Ms. Maria Lucia Uribe, Executive Director of Arigatou International Geneva, was invited by Mindful Educators  – Sri Lanka, to lead the third of a series of online learning sessions on Ethics, Values & Inclusivity in Education. The session was held on 18 February 2021 and aimed at guiding educators towards using mindfulness-based practices in the classroom.

“Globally we all know how much erosion is happening gradually in terms of value systems. (…) In Sri Lanka, we have seen continuously many instances where the erosion of value systems and increasing discriminatory practices happen inside schools and classrooms,” stressed Dr. Tara de Mel, Founder of Education Forum Sri Lanka, in her opening remarks.

Ms.

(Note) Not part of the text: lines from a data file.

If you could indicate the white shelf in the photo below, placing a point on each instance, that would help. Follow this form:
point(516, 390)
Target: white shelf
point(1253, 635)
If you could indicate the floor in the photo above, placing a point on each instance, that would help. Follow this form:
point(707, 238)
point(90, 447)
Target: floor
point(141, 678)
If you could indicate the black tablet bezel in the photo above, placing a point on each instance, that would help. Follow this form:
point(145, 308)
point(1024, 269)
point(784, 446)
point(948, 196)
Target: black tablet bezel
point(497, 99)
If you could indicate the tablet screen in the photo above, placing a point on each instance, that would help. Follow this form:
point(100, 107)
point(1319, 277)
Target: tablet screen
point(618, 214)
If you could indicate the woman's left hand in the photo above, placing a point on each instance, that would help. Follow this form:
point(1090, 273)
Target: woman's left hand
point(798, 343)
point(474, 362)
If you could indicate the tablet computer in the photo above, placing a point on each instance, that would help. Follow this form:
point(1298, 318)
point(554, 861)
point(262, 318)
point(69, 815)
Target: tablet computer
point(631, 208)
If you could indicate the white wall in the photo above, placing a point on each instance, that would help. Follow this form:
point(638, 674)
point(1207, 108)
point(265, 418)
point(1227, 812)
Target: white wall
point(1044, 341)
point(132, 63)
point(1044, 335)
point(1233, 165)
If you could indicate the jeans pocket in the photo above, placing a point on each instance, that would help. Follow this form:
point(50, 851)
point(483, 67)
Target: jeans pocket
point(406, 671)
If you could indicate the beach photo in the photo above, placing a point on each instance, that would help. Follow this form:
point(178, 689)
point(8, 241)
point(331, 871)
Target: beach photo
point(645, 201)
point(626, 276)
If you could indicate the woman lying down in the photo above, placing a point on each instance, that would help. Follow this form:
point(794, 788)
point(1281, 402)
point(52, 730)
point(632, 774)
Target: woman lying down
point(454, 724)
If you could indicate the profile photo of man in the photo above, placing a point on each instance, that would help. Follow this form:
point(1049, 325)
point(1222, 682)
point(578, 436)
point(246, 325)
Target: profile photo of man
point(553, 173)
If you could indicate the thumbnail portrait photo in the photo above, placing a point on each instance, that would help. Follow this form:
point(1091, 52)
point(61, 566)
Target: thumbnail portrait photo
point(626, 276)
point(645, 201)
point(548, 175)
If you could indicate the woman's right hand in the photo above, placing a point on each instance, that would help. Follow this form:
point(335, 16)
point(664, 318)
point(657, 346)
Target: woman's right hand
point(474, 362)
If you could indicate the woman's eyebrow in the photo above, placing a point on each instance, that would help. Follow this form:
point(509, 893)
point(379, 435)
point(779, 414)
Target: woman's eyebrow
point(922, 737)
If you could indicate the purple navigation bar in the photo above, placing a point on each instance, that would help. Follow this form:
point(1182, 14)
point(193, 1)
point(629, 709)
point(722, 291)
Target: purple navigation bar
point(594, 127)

Uribe talked about the issues faced by education today, and how we should think of education for the future: “Today education systems and programs need to be reimagined and reinvented to respond to the multiple ethical challenges of societies, but also to the globalized nature of our daily interactions and lives.”

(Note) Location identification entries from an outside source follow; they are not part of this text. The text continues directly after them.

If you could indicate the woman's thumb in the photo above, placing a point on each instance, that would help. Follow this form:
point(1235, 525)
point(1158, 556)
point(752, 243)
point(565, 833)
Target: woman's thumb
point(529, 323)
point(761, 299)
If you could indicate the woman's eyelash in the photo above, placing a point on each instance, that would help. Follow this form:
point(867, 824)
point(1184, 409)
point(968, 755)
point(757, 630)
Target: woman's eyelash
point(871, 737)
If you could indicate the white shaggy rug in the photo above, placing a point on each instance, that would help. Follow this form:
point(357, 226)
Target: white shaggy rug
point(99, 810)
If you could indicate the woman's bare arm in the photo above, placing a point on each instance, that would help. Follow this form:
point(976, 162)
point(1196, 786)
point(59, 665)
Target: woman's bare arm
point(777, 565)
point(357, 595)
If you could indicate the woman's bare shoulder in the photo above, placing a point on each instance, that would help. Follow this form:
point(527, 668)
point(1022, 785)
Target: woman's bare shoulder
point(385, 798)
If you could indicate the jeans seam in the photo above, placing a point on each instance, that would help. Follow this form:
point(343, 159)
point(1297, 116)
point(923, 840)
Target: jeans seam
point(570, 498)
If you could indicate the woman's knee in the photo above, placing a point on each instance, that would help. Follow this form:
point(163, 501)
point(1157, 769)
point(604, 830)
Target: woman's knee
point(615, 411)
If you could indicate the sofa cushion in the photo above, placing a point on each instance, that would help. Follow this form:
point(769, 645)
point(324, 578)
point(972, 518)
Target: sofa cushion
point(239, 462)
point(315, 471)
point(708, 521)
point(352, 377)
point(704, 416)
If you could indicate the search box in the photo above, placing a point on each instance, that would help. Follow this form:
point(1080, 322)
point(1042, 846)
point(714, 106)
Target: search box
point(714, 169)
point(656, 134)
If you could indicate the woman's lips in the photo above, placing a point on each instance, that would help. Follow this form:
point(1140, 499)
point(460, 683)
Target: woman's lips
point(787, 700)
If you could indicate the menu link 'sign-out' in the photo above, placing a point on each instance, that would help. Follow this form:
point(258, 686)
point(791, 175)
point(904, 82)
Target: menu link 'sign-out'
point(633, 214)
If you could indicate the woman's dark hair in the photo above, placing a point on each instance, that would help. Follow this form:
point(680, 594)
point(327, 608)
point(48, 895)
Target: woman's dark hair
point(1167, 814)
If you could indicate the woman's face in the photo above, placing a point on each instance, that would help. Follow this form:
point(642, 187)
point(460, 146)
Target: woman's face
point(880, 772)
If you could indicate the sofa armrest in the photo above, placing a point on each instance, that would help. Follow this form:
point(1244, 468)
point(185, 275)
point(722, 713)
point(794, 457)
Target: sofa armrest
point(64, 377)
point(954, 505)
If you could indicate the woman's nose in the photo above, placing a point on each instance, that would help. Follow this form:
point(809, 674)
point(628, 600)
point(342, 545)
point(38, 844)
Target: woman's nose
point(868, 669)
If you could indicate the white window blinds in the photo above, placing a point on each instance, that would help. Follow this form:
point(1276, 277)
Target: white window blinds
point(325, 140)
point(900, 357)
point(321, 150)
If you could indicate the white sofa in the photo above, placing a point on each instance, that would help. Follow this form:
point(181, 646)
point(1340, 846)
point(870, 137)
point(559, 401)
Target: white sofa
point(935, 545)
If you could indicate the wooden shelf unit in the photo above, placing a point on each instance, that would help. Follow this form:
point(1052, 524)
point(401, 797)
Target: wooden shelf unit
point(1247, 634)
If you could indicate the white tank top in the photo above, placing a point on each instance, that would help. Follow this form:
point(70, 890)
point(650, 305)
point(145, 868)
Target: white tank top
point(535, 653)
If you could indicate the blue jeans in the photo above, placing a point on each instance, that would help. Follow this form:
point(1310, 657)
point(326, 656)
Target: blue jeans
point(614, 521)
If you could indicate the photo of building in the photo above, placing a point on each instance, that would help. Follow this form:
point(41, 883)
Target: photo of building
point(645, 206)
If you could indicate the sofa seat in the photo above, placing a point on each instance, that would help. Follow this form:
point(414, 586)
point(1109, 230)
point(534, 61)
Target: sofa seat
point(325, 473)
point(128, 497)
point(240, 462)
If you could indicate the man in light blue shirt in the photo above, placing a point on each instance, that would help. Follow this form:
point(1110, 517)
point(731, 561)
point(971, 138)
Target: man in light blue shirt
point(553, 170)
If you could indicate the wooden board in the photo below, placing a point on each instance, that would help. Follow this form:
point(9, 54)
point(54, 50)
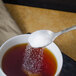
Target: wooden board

She explained how the way parents, caregivers and educators nurture ethical values in children is critical for them, and the formation of their identity. Fostering ethical values like respect, empathy, responsibility, and compassion, can be done in both explicit and implicit ways. She also highlighted the importance of nurturing spirituality in children, emphasizing that children’s innate spirituality can only be nurtured in an environment free of violence and through non-violent practices.

Mindful Educators Host

Ms. Uribe talked about how education should help fostering interconnectedness, critical consciousness, and the freedom to choose, and gave some examples of how this type of education has been successfully implemented in different countries and contexts.

She finished her intervention by stressing the idea of our interconnectedness, and how our actions have an impact beyond ourselves. She elaborated on the concept of “ethical demand,” explaining that we are demanded to respond to others and to situations that affect others, not because of sympathy but because of the simple fact that our lives depend on each other and we are interconnected.

“Education today needs to be conceived as an ethical demand and foster in children and youth the awareness of the ethical dimension of our interactions and relations with others,” she concluded.Mindful Educators ML

Mindful Educators aims to encourage and support educators to introduce the practice of mindfulness, and to share mindfulness-based-initiatives for promoting values, ethics and respectful behavior inside classrooms, schools and universities.

We humbly thank Mindful Educators for inviting us to share our knowledge and experience, and the attendants for their interest and their thought-provoking questions and interventions.